Once a collections agency is involved, several things change. The collector will contact you by phone, email, and mail. They may be persistent. The debt may be reported to credit bureaus as a collections account. Under newer FICO scoring models, paid collections are treated more favorably, but the record can remain on your credit report for up to seven years. The collections agency may add their own fees on top of what you owed Afterpay.
This is the stage where your credit score actually gets hit. Remember, Afterpay itself does not report late payments to credit bureaus for standard Pay in 4 purchases in the US. But a collections agency absolutely will report. And a collections mark on your credit report makes it harder to get approved for credit cards, auto loans, mortgages, and sometimes even apartment rentals.
Stage 6: Long-Term Consequences
If you never pay, the collections account sits on your credit report. Under federal law, you have rights. The Fair Debt Collection Practices Act requires collectors to send you a written validation notice within five days of contacting you, and you have 30 days to dispute the debt in writing.
Afterpay is unlikely to take you to court. The amounts involved — typically under $2,000 — usually do not justify the cost of legal action. But the collections agency that bought your debt might have a different threshold. Rules also vary by state.
The lasting damage is to your credit. A collections account can make it significantly harder to borrow money at reasonable rates for years. And even after you pay the collection, older credit scoring models still penalize you for having had it.
What You Should Do Right Now
If you are reading this because you have already missed a payment, here is your action plan based on where you are.
If you are within the 10-day grace period: Pay now. Open the app, make the payment, and you will avoid the late fee entirely. If you cannot pay the full amount, reschedule the payment in the app to buy yourself a few more days.
If you have been charged a late fee but it has been less than 60 days: Pay the balance including the late fee as soon as possible. Then contact Afterpay support and politely ask if they can waive the late fee. If it is your first offense, they often will. Be honest and direct. You can also use a late fee waiver template — tools like Frizzbee's In Your Corner feature provide professionally written templates for exactly this situation.
If you are in collections: Do not ignore the collector. Respond to the validation notice, verify the debt amount is correct, and negotiate a payment plan if needed. Paying a collection in full is better than leaving it unpaid, especially under newer credit scoring models that ignore paid collections.
If you are struggling financially: Contact Afterpay directly and ask about their hardship program. They have a financial hardship policy that allows them to work with customers facing genuine difficulty. You can also reach out to a nonprofit credit counseling service for free advice.
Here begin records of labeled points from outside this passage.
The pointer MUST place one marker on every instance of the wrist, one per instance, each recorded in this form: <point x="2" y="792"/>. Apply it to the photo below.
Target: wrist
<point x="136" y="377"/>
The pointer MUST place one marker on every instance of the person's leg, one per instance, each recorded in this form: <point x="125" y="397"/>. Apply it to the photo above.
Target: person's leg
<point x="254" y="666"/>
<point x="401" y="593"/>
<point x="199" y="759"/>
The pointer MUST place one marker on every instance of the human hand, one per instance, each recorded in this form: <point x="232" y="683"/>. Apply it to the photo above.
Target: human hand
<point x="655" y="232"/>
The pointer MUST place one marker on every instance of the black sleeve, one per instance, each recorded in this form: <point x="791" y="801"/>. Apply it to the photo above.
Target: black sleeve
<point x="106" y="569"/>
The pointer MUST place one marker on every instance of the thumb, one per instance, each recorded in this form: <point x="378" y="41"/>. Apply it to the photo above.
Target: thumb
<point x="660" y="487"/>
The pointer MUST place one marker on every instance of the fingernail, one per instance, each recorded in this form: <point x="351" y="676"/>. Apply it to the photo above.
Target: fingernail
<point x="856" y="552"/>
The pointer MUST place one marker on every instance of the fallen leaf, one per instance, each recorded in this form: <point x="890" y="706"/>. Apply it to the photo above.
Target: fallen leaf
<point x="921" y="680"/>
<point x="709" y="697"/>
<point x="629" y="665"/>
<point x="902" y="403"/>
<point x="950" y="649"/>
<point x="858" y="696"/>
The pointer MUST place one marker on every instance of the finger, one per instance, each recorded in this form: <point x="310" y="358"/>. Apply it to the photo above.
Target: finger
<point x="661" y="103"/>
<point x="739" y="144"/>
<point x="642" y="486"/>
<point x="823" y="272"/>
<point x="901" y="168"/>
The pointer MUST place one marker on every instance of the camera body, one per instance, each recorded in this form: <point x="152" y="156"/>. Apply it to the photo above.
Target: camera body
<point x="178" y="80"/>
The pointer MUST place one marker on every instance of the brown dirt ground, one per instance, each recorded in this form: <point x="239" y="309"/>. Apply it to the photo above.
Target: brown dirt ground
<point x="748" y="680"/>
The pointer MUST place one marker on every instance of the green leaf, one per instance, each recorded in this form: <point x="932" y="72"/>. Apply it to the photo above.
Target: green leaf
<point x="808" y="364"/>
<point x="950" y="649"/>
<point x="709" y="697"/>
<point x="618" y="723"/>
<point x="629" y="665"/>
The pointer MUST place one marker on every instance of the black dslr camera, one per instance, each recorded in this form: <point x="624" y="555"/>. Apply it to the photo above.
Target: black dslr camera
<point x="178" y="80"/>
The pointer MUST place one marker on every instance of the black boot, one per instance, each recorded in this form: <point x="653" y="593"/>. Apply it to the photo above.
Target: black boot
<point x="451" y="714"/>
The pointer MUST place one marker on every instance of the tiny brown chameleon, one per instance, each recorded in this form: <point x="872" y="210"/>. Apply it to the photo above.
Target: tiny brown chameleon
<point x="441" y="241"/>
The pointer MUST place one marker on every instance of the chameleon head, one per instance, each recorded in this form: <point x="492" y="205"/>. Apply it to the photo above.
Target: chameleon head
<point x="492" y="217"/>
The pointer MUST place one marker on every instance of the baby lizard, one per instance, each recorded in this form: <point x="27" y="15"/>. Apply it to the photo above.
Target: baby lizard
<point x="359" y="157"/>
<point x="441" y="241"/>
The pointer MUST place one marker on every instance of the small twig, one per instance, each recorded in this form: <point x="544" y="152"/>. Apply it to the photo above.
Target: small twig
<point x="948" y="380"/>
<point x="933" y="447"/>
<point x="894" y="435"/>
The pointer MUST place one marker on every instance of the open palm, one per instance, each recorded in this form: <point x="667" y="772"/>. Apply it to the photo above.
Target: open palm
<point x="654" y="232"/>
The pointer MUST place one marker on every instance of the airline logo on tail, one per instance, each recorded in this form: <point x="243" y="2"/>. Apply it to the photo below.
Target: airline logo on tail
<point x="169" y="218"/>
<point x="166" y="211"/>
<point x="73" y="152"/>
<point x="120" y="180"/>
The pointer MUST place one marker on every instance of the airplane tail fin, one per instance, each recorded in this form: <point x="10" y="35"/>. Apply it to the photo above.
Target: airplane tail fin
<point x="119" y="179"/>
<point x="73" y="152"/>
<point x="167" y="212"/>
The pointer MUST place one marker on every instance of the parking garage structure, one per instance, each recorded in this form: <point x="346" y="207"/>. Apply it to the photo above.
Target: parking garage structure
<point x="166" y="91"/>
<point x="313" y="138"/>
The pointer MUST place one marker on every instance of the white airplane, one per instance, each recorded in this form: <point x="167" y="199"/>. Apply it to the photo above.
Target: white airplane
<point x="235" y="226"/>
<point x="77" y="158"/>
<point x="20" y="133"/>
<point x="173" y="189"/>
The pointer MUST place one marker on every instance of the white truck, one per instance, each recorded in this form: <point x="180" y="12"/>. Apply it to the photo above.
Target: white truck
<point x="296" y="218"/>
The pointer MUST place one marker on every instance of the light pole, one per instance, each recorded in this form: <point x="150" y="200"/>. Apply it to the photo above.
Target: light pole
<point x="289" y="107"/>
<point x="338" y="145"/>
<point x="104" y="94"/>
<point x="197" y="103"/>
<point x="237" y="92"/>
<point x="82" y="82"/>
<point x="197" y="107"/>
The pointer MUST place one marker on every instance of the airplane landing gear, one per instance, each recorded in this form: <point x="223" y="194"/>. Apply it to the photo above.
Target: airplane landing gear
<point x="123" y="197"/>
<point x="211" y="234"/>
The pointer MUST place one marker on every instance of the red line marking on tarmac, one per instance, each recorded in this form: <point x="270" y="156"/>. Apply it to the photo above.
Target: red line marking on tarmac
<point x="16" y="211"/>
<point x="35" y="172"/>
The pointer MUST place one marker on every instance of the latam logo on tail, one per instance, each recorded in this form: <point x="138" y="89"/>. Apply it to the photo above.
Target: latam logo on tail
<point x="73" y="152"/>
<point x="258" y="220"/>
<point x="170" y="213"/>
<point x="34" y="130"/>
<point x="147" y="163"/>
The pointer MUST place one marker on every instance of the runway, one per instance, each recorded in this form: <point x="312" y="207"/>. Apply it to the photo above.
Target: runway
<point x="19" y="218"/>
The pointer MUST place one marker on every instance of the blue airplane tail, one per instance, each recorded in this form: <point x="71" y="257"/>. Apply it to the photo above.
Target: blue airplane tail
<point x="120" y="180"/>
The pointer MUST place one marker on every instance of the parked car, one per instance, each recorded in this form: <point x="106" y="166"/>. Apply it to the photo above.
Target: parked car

How to Make Sure This Never Happens Again
The number one reason people miss BNPL payments is not irresponsibility — it is losing track. When your Afterpay payments are in one app, your Klarna payments are in another, and your Affirm payments are somewhere in your email, things slip through the cracks.
The fix is simple: get everything in one place. Whether that is a spreadsheet, calendar reminders, or a dedicated tracking tool like Frizzbee, having a single view of all your BNPL payments with upcoming due dates and reminder alerts eliminates the surprise factor.
Set reminders for 3 days before each payment, not the day of. Check your bank balance the night before a payment is due. And if you are carrying more than 3 or 4 active BNPL plans at once, slow down on new purchases until some are paid off. For more strategies, check out our guide on how to avoid Afterpay late fees.
The bottom line: not paying Afterpay will not ruin your life, but it will cost you money, freeze your account, and potentially damage your credit for years if it reaches collections. At every stage, acting sooner is better than acting later. And the best defense is never getting there in the first place.